Pinning images to a git SHA means rollbacks are a single update-function-code call — no rebuilding required. The Lambda is deployed inside a VPC to keep database traffic off the public internet.

                ECR Repository
                      │
                      │ image:<git-sha>
                      ▼
             Lambda Function (VPC)
                      │
              ┌───────┴────────┐
              │                │
         PostgreSQL       Secrets Manager
         (read/write       (config, keys)
          replicas)

The Lambda’s IAM role is purpose-scoped — it can read the RDS secret and the map secret, nothing else.


Observability & Alerting

CloudWatch alarms watch for both 4XX and 5XX error rates on the API Gateway stage. When either threshold is breached, an SNS topic fans out to an AWS Chatbot integration that posts directly to a Slack channel.

API Gateway
     │
     ├── 4XX metric ──► CloudWatch Alarm ──► SNS Topic ──► AWS Chatbot ──► Slack
     │
     └── 5XX metric ──► CloudWatch Alarm ──┘

Both alarms use treatMissingData: NOT_BREACHING so periods with zero traffic don’t page the on-call team.

The alarm and notification stacks are independent of the API stacks — you can deploy or tear them down without touching the Gateway or Lambda configuration.


Key Design Decisions

One Lambda per domain, not one Lambda per route.
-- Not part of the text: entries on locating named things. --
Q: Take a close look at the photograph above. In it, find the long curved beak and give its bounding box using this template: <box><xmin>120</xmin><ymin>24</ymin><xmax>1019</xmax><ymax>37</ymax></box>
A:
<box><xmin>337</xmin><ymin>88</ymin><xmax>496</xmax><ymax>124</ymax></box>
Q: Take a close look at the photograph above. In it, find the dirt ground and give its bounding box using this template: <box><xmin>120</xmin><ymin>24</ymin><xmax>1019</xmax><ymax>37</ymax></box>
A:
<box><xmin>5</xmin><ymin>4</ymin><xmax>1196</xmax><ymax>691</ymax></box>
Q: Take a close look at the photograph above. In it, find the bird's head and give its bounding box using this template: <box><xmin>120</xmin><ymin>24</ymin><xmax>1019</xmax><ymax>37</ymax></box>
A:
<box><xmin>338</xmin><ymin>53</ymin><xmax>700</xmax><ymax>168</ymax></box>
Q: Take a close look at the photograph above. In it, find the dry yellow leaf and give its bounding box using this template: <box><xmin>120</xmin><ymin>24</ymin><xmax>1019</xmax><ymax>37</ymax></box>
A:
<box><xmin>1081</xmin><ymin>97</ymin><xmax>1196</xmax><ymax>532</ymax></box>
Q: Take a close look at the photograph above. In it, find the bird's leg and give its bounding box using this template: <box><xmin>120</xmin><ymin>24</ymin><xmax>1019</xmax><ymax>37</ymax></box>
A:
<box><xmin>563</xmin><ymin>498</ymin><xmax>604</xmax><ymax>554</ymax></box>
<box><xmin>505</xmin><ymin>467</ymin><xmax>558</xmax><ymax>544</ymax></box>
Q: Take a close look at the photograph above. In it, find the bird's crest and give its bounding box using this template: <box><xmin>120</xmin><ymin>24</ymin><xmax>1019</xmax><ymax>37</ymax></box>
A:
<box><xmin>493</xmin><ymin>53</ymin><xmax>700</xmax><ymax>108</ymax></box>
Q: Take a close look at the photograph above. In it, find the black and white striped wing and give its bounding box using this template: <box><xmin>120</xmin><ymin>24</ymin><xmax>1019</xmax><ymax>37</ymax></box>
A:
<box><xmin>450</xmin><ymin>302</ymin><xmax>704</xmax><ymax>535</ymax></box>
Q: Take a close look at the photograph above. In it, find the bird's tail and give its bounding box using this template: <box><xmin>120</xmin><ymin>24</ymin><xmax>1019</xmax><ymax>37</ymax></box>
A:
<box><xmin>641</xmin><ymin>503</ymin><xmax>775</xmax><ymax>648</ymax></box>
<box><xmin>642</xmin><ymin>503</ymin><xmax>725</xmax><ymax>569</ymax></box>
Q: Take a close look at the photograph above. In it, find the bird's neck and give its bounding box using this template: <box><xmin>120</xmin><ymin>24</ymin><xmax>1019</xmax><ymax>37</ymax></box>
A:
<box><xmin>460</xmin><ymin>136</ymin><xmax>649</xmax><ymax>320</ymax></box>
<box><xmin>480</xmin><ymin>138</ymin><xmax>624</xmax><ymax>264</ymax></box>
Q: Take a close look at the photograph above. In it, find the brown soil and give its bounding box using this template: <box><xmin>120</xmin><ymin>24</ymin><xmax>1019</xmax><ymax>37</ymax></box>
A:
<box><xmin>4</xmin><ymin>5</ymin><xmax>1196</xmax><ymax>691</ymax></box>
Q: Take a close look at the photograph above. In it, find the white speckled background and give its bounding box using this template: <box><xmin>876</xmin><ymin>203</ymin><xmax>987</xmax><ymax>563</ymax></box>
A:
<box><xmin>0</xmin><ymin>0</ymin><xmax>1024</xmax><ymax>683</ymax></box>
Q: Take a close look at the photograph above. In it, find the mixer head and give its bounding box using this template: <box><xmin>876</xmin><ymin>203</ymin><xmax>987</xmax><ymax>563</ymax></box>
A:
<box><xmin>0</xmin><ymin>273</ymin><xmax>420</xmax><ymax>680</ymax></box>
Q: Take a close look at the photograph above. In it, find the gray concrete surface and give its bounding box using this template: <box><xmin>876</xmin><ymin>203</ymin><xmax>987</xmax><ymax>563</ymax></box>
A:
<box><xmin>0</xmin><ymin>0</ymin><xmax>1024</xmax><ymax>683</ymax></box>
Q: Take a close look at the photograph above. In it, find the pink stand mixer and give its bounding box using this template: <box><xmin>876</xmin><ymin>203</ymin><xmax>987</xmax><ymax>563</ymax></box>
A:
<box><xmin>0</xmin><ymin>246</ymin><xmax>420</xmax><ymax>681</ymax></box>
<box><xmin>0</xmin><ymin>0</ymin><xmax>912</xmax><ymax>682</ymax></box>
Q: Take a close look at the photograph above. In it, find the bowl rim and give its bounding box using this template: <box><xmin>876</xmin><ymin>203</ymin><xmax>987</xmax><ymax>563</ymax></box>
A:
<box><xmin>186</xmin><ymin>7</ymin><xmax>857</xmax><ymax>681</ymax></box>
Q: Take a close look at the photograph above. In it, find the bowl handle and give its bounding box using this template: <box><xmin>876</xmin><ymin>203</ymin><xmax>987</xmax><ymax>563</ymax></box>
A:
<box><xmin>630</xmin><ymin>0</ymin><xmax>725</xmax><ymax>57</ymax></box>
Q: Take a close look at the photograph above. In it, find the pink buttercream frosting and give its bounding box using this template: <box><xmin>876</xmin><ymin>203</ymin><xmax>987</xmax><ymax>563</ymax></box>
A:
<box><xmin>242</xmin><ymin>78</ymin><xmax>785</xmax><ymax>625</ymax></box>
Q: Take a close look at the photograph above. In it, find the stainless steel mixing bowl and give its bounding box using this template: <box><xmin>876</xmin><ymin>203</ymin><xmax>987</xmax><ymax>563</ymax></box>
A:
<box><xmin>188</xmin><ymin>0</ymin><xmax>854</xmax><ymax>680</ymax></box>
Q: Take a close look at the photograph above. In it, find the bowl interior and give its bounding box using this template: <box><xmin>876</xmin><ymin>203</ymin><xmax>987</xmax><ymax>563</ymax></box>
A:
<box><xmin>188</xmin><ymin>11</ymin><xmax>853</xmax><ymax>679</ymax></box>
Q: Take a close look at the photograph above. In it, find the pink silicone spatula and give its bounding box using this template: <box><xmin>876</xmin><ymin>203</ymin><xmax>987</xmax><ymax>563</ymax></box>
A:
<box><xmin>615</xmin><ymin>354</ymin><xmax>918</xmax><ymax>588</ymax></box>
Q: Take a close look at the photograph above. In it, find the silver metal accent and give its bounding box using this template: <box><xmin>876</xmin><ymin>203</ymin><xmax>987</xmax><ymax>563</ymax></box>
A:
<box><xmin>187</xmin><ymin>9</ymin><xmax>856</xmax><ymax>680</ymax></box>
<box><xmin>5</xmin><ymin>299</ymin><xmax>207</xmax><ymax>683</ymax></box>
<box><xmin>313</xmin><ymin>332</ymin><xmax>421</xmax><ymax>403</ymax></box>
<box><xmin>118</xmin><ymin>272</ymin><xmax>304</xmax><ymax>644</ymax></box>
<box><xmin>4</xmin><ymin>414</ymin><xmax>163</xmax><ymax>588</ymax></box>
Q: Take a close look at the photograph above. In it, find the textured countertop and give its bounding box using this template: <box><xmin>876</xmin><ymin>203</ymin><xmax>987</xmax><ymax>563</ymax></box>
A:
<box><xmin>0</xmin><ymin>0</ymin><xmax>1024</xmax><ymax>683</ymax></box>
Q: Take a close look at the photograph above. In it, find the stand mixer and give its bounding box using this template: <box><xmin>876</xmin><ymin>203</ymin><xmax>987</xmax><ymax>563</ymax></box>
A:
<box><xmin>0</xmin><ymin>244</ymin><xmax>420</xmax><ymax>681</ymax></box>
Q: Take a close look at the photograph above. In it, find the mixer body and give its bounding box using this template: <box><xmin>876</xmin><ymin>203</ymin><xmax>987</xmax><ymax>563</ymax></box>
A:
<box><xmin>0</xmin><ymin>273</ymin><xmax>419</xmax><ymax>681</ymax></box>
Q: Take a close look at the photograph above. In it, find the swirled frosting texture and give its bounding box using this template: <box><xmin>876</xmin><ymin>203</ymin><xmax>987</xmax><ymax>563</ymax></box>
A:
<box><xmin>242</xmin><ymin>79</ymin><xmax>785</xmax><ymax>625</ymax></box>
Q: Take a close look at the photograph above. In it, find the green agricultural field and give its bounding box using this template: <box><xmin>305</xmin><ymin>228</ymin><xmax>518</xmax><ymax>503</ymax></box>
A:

The API Gateway fan-out to separate Lambdas is done at the resource group level (/resources/* vs /analytics/*), not per-endpoint. This keeps cold start surface area predictable and IAM policies tight.

API key authorization in a dedicated Lambda. Keeping auth out of the application Lambda means you can swap, update, or audit the auth logic without touching application code. The authorizer result is cached per-request (TTL = 0 in this configuration, prioritising correctness over latency).

Date-based API versioning. X-Api-Version: 2024-12-01 is explicit and human-readable. It sidesteps the /v1/ vs /v2/ URL debate and lets routes coexist at the same path until old versions are retired.

CDK feature sets for incremental deploys. The FeatureSet enum means a CI job can deploy only the api-gateway set on code changes and only the alarms set when alert thresholds change — without risking an unintentional ECR or IAM diff.


Summary

This architecture gives you:

  • Zero servers to manage (API Gateway + Lambda)
  • Per-key, per-endpoint authorization with Secrets Manager as the source of truth
  • Date-based API versioning without URL fragmentation
  • Independent Lambda deployments per domain
  • Full observability with Slack alerting
  • Reproducible container images pinned to git SHAs
  • Local dev parity via Lambda RIE

The same pattern scales cleanly: add a new domain by creating a new Lambda, a new route table, and a new resource in the API Gateway stack — everything else (auth, observability, DNS) is already in place.